2) A pesquisa demonstrou que todos apresentavam níquel no sangue e níveis de arsênico acima do normal. Hoje (4), em entrevista ao Brasil de Fato, Simone Silva revelou que das 11 pessoas que participaram da pesquisa, 6 já morreram.

A Fundação Renova esclarece que os estudos de Avaliação de Risco à Saúde Humana (ARSH) realizados em Mariana, Barra Longa e Linhares necessitam de complementação de dados para que seus resultados sejam conclusivos, por determinação judicial. Para as demais áreas, os documentos para o início dos estudos foram elaborados e aguardam manifestações do juízo. Os estudos de ARSH servirão de base para o desenvolvimento dos estudos epidemiológicos e toxicológicos. O assunto saúde é um dos eixos prioritários sob discussão na 12ª Vara Federal, em Belo Horizonte.

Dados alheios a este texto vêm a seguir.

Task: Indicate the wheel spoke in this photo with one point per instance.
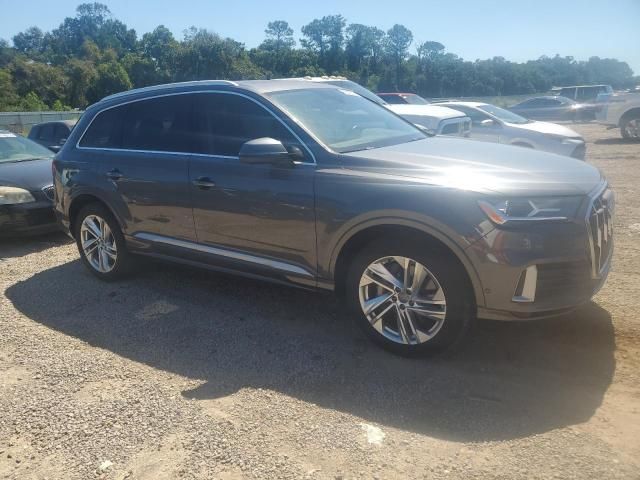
(373, 303)
(92, 228)
(110, 252)
(379, 274)
(406, 328)
(90, 245)
(373, 319)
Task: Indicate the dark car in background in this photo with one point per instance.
(308, 184)
(582, 93)
(26, 190)
(52, 134)
(554, 108)
(395, 98)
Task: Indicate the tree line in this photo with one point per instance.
(92, 54)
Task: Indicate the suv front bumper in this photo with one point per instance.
(537, 271)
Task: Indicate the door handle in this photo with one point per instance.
(114, 175)
(204, 183)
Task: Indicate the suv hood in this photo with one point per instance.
(547, 128)
(477, 166)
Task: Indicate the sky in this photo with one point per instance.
(518, 30)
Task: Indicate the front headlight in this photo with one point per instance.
(572, 141)
(531, 209)
(13, 195)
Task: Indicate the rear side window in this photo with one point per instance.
(46, 132)
(225, 121)
(159, 124)
(105, 129)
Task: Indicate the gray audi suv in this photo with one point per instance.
(313, 185)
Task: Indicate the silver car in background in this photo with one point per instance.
(490, 123)
(435, 120)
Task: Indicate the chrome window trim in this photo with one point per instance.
(111, 149)
(222, 252)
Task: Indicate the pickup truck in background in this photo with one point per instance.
(620, 110)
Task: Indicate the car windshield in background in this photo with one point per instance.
(343, 120)
(504, 115)
(14, 148)
(415, 100)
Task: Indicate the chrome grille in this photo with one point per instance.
(600, 229)
(49, 192)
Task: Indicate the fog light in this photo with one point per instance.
(526, 287)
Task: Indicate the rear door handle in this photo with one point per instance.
(204, 183)
(114, 175)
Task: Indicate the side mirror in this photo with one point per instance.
(269, 151)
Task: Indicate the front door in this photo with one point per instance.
(260, 215)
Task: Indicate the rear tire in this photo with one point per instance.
(423, 312)
(630, 127)
(100, 243)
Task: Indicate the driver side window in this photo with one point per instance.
(223, 122)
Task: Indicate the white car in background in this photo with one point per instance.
(490, 123)
(436, 120)
(620, 110)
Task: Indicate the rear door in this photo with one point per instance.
(264, 211)
(142, 152)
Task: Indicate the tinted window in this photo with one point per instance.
(45, 133)
(225, 121)
(161, 124)
(475, 116)
(105, 130)
(450, 129)
(61, 131)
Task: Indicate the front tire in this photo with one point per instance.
(410, 297)
(100, 243)
(630, 128)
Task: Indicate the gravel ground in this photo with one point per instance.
(178, 373)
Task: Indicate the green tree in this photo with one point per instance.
(325, 37)
(111, 77)
(397, 44)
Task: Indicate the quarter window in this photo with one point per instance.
(161, 124)
(105, 129)
(223, 122)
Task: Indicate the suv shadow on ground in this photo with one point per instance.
(510, 380)
(13, 247)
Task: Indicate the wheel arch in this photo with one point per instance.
(629, 114)
(81, 200)
(363, 234)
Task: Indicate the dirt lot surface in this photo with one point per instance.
(178, 373)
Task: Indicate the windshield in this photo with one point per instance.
(415, 100)
(14, 148)
(359, 89)
(343, 120)
(502, 114)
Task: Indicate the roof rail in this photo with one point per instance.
(170, 85)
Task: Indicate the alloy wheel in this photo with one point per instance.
(402, 300)
(98, 243)
(632, 128)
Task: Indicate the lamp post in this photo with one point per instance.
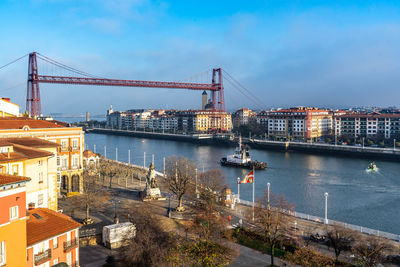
(115, 201)
(238, 190)
(268, 187)
(326, 208)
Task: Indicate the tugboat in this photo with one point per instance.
(242, 159)
(372, 167)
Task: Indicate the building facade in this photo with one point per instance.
(368, 125)
(297, 123)
(12, 220)
(34, 158)
(243, 117)
(52, 238)
(204, 121)
(8, 109)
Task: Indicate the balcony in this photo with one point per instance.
(42, 257)
(70, 244)
(63, 149)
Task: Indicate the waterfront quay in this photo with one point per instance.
(228, 139)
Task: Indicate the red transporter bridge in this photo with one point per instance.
(33, 105)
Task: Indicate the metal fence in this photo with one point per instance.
(308, 217)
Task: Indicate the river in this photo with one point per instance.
(355, 196)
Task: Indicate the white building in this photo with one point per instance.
(8, 109)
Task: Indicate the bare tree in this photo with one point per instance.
(368, 251)
(273, 216)
(209, 221)
(339, 238)
(93, 194)
(179, 172)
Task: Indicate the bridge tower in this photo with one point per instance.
(33, 105)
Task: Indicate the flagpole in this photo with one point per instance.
(254, 181)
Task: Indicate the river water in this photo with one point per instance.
(355, 196)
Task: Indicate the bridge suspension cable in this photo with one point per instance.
(15, 60)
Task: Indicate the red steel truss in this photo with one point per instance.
(33, 94)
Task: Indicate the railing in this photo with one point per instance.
(395, 237)
(70, 244)
(42, 257)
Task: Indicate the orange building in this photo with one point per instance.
(34, 158)
(52, 238)
(69, 155)
(12, 220)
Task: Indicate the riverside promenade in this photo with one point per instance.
(315, 221)
(392, 154)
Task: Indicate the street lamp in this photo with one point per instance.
(197, 192)
(115, 201)
(326, 208)
(238, 190)
(268, 187)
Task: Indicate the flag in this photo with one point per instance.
(248, 179)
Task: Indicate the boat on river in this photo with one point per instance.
(242, 159)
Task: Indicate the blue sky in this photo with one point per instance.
(288, 53)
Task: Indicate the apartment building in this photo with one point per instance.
(34, 158)
(370, 125)
(297, 123)
(243, 117)
(163, 123)
(69, 154)
(52, 238)
(204, 121)
(12, 220)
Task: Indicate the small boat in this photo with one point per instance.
(241, 158)
(372, 167)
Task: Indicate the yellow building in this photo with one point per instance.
(69, 154)
(34, 158)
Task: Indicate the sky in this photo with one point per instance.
(333, 54)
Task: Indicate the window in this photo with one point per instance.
(75, 162)
(15, 169)
(64, 144)
(2, 252)
(55, 242)
(40, 199)
(14, 213)
(74, 143)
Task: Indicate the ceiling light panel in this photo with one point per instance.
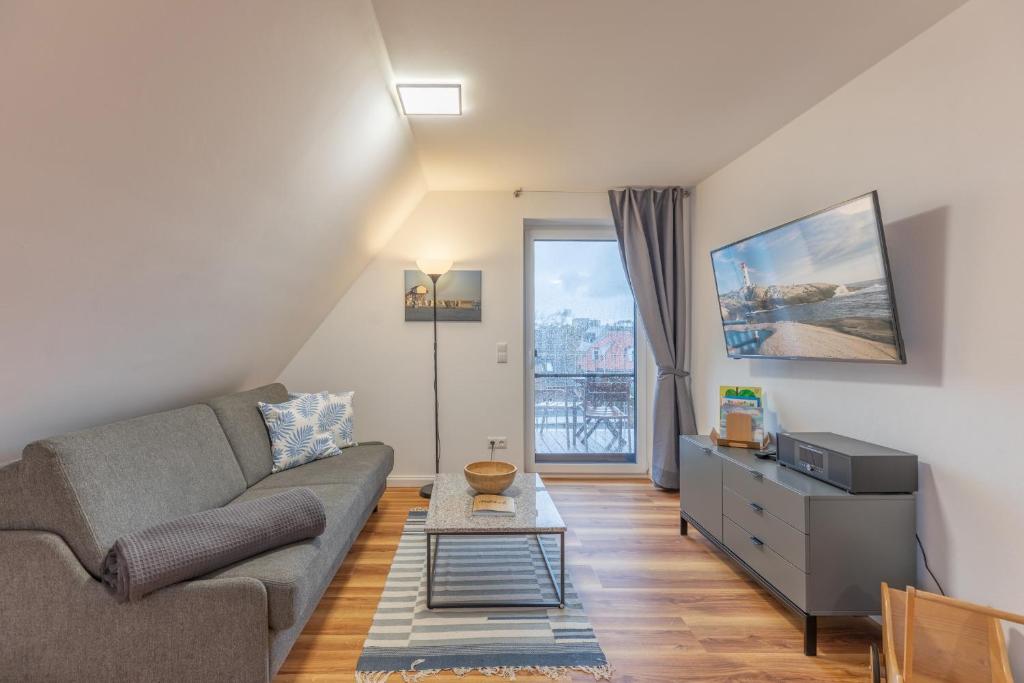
(430, 99)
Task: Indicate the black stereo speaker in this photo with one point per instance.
(855, 466)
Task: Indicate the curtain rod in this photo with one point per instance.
(519, 191)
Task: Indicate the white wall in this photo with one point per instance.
(366, 345)
(936, 128)
(185, 190)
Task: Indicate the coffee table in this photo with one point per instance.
(451, 514)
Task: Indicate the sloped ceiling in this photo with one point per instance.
(587, 94)
(185, 190)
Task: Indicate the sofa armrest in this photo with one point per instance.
(58, 623)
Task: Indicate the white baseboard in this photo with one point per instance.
(416, 480)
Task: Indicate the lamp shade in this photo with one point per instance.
(433, 266)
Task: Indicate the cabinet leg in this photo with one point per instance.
(810, 635)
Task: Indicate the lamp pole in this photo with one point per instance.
(428, 489)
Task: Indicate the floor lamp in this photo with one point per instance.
(434, 268)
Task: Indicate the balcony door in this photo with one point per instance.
(587, 364)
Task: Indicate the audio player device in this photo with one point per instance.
(855, 466)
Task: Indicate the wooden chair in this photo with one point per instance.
(928, 638)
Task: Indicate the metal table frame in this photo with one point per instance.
(433, 547)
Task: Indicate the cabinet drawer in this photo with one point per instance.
(790, 581)
(779, 501)
(778, 536)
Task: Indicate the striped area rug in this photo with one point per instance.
(409, 640)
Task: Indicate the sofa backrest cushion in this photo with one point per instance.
(94, 485)
(242, 421)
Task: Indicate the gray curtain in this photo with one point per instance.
(653, 239)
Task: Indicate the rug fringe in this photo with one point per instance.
(602, 673)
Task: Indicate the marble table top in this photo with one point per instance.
(451, 508)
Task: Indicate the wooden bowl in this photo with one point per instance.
(491, 476)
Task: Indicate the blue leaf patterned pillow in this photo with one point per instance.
(308, 427)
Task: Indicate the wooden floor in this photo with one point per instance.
(666, 607)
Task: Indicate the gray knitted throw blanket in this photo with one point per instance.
(195, 545)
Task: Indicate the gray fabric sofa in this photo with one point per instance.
(65, 503)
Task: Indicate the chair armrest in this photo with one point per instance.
(58, 623)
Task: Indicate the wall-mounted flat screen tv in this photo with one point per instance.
(815, 289)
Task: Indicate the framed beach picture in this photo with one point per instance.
(458, 297)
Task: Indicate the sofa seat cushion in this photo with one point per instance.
(296, 574)
(93, 486)
(365, 466)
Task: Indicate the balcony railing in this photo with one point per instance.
(585, 417)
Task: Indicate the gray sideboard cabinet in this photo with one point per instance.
(816, 548)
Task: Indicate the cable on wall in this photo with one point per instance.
(924, 555)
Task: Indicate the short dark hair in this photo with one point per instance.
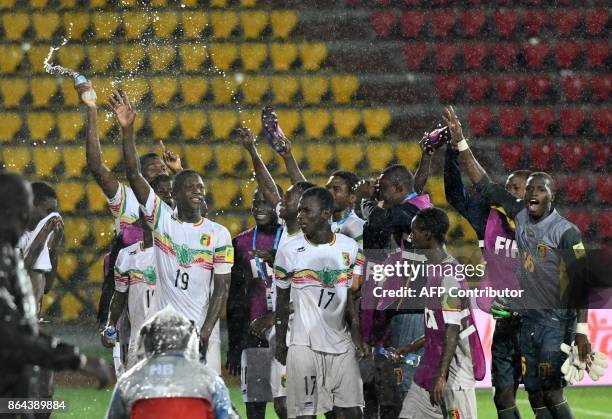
(435, 220)
(42, 191)
(350, 178)
(322, 195)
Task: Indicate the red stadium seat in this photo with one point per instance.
(442, 22)
(507, 86)
(474, 53)
(535, 54)
(540, 120)
(537, 87)
(472, 22)
(566, 53)
(566, 20)
(511, 154)
(414, 54)
(476, 86)
(480, 120)
(573, 87)
(412, 23)
(596, 21)
(505, 54)
(447, 87)
(572, 154)
(535, 20)
(510, 120)
(506, 21)
(383, 23)
(541, 154)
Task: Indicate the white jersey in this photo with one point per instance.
(135, 273)
(186, 254)
(320, 277)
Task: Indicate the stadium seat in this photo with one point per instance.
(376, 121)
(313, 88)
(479, 120)
(472, 22)
(541, 154)
(69, 125)
(511, 154)
(510, 121)
(474, 53)
(193, 23)
(537, 86)
(316, 122)
(223, 123)
(447, 87)
(192, 56)
(223, 55)
(541, 119)
(312, 55)
(507, 86)
(283, 55)
(412, 23)
(572, 154)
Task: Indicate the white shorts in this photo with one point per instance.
(318, 381)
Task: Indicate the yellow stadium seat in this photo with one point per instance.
(13, 91)
(69, 194)
(11, 123)
(379, 156)
(283, 23)
(75, 24)
(163, 89)
(11, 55)
(69, 125)
(40, 124)
(254, 88)
(319, 156)
(223, 88)
(344, 87)
(42, 89)
(15, 24)
(165, 24)
(223, 123)
(284, 88)
(289, 121)
(223, 23)
(349, 155)
(105, 24)
(45, 160)
(135, 23)
(74, 161)
(161, 56)
(223, 55)
(315, 122)
(253, 55)
(130, 56)
(283, 55)
(312, 55)
(313, 88)
(346, 121)
(408, 154)
(45, 24)
(253, 23)
(100, 56)
(193, 23)
(376, 121)
(162, 124)
(192, 123)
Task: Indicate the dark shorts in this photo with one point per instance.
(541, 356)
(506, 353)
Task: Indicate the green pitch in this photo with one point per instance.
(587, 402)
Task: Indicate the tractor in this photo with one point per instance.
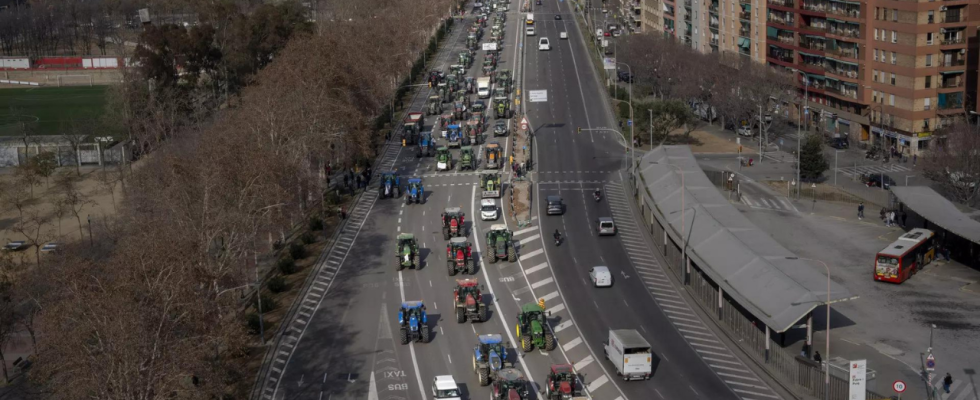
(434, 106)
(493, 154)
(459, 256)
(407, 251)
(388, 185)
(510, 385)
(413, 322)
(563, 384)
(453, 135)
(426, 146)
(444, 159)
(466, 158)
(500, 244)
(490, 357)
(533, 329)
(415, 191)
(469, 301)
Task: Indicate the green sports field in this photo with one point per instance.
(49, 109)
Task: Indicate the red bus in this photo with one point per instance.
(906, 256)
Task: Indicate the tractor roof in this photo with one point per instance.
(495, 338)
(468, 282)
(531, 307)
(562, 369)
(412, 304)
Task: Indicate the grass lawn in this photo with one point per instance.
(49, 108)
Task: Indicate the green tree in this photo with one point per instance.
(812, 161)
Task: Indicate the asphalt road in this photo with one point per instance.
(343, 341)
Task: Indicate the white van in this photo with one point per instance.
(600, 276)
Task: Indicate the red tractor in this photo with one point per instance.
(469, 301)
(563, 383)
(453, 223)
(459, 257)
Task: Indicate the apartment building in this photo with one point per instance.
(884, 72)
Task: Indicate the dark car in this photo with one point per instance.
(876, 180)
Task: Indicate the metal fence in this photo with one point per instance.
(799, 375)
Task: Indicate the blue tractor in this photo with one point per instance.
(427, 148)
(489, 358)
(389, 186)
(415, 191)
(413, 322)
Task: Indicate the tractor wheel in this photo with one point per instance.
(526, 344)
(481, 313)
(484, 376)
(404, 335)
(549, 341)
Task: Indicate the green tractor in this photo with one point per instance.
(459, 256)
(466, 158)
(407, 252)
(533, 329)
(500, 244)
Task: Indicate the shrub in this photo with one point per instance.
(297, 251)
(277, 284)
(287, 266)
(307, 237)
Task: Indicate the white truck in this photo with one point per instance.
(629, 353)
(483, 87)
(444, 388)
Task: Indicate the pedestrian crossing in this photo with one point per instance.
(859, 170)
(705, 343)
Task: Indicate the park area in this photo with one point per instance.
(49, 109)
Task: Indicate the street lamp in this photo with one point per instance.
(827, 349)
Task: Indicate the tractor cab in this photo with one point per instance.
(416, 192)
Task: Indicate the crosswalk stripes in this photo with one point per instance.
(705, 343)
(873, 169)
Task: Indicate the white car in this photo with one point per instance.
(489, 210)
(444, 388)
(600, 276)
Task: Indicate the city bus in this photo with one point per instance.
(906, 256)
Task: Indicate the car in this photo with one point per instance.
(555, 205)
(489, 210)
(600, 276)
(605, 226)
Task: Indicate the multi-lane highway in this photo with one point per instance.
(343, 340)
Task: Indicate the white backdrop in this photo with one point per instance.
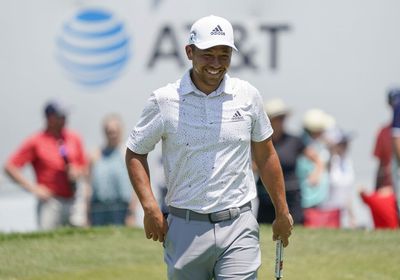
(339, 55)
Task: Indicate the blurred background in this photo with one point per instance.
(339, 56)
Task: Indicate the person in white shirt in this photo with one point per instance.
(210, 126)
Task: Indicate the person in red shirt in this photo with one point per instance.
(383, 147)
(58, 159)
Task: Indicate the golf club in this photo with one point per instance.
(279, 260)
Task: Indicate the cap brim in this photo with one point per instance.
(210, 44)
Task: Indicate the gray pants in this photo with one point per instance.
(200, 250)
(54, 212)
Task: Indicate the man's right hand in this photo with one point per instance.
(155, 225)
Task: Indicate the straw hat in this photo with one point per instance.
(276, 107)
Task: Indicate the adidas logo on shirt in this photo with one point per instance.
(237, 116)
(217, 31)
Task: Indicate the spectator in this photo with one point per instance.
(58, 160)
(314, 192)
(289, 148)
(110, 193)
(338, 204)
(396, 143)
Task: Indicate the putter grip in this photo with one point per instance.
(279, 259)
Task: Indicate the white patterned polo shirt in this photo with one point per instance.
(206, 141)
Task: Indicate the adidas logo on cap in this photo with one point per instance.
(217, 31)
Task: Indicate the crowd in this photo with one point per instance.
(318, 171)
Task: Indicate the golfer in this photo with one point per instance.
(210, 124)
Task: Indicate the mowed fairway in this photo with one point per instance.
(123, 253)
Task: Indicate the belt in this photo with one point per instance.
(216, 217)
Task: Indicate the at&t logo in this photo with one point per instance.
(93, 46)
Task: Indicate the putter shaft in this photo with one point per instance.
(279, 260)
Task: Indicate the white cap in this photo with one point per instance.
(276, 107)
(211, 31)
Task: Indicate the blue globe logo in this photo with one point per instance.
(93, 46)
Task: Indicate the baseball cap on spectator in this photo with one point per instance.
(211, 31)
(316, 120)
(55, 107)
(276, 107)
(393, 96)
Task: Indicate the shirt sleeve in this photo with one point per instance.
(378, 151)
(396, 121)
(81, 159)
(149, 130)
(261, 125)
(24, 154)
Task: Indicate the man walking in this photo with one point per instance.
(209, 124)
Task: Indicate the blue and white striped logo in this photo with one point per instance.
(93, 46)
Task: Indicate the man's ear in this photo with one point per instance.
(189, 52)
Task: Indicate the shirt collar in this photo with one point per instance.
(186, 86)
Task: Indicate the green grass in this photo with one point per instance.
(123, 253)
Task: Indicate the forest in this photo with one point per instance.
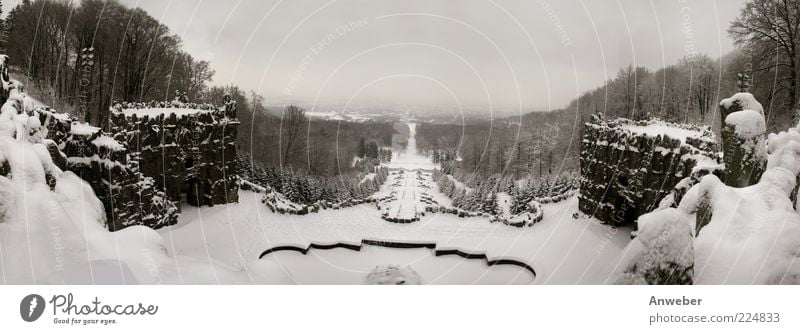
(537, 145)
(80, 56)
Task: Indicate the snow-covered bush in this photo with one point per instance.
(720, 234)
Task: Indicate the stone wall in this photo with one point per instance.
(129, 198)
(189, 150)
(626, 173)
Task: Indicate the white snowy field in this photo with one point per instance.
(561, 249)
(410, 159)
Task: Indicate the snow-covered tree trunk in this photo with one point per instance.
(743, 140)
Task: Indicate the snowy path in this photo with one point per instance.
(561, 249)
(411, 159)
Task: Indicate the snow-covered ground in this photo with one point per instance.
(411, 159)
(344, 266)
(561, 249)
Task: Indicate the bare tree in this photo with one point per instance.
(772, 29)
(291, 123)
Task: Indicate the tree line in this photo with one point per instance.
(540, 144)
(80, 56)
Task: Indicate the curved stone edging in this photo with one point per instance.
(402, 245)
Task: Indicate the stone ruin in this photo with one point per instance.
(629, 167)
(153, 158)
(190, 151)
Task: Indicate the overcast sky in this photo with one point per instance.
(530, 53)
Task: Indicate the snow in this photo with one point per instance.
(393, 275)
(381, 265)
(59, 236)
(83, 129)
(108, 142)
(167, 112)
(747, 123)
(411, 160)
(746, 100)
(504, 201)
(655, 130)
(753, 235)
(561, 249)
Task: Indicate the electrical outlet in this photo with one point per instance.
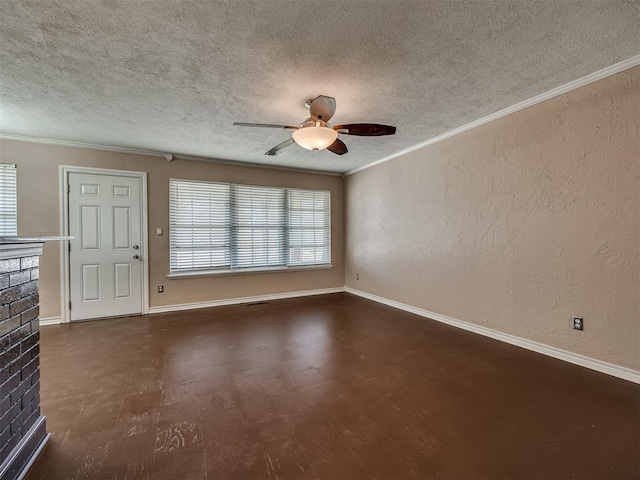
(578, 323)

3) A Fundação Renova tem conhecimento destes óbitos relatados por Simone? A mãe de Sofya também alega que a Renova se recusou a custear o tratamento de saúde da menina, hoje com 7 anos. O que a Renova tem a comentar sobre esta alegação?

Em respeito à privacidade dos atingidos, a Fundação Renova não comenta casos específicos publicamente. Para este atendimento, os atingidos contam com os canais de atendimento e diálogo.